To me it makes sense that bar
would return false. For simplicity lets say longs are 8 bits, then (using twos complement for signed value):
99 == 0110 0011
-2 == unsigned 254 == 1111 1110
So clearly the CMP instruction will see that 1111 1110 is bigger and return false.
But I dont understand what is going on behind the scenes in the foo
function. The assembly for foo
seems to hardcode to always return mov eax,0x1
. I would have expected foo
to do something similar to bar
. What is going on here?
This is covered in C classes and is specified in the documentation. Here is how you use documents to figure this out.
In the 2018 C standard, you can look up >
or “relational expressions” in the index to see they are discussed on pages 68-69. On page 68, you will find clause 6.5.8, which covers relational operators, including >
. Reading it, paragraph 3 says:
If both of the operands have arithmetic type, the usual arithmetic conversions are performed.
“Usual arithmetic conversions” is listed in the index as defined on page 39. Page 39 has clause 6.3.1.8, “Usual arithmetic conversions.” This clause explains that operands of arithmetic types are converted to a common type, and it gives rules determining the common type.
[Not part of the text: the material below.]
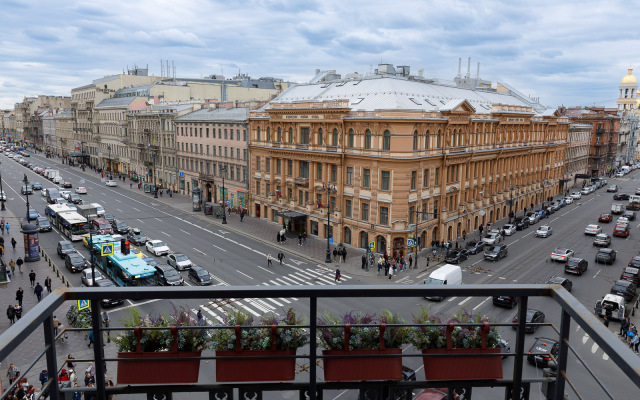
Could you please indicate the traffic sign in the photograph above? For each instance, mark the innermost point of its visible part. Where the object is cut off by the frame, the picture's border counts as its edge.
(83, 304)
(106, 249)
For two integer types of different signedness, such as the unsigned long
and the long int
in bar
(a
and -2L
), it says that, if the unsigned type has rank greater than or equal to the rank of the other type, the signed type is converted to the unsigned type.
“Rank” is not in the index, but you can search the document to find it is discussed in clause 6.3.1.1, where it tells you the rank of long int
is greater than the rank of int
, and the any unsigned type has the same rank as the corresponding type.
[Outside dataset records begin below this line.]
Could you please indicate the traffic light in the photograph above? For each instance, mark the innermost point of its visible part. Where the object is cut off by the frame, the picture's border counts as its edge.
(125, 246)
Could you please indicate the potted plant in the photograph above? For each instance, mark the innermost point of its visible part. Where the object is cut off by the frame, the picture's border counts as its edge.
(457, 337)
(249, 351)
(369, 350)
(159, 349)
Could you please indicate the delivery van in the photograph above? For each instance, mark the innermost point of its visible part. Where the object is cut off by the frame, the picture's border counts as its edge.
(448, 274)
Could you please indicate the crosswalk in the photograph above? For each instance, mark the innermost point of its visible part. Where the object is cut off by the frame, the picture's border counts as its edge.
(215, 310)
Now you can consider a > -2L
in bar
, where a
is unsigned long
. Here we have an unsigned long
compared with a long
. They have the same rank, so -2L
is converted to unsigned long
. Conversion of a signed integer to unsigned is discussed in clause 6.3.1.3. It says the value is converted by wrapping it modulo ULONG_MAX
+1, so converting the signed long
−2 produces a ULONG_MAX
+1−2 = ULONG_MAX
−1, which is a large integer. Then comparing a
, which has the value 99, to a large integer with >
yields false, so zero is returned.
For foo
, we continue with the rules for the usual arithmetic conversions. When the unsigned type does not have rank greater than or equal to the rank of the signed type, but the signed type can represent all the values of the type of the operand with unsigned type, the operand with the unsigned type is converted to the operand of the signed type. In foo
, a
is unsigned int
and -2L
is long int
. Presumably in your C implementation, long int
is 64 bits, so it can represent all the values of a 32-bit unsigned int
. So this rule applies, and a
is converted to long int
. This does not change the value. So the original value of a
, 99, is compared to −2 with >
, and this yields true, so one is returned.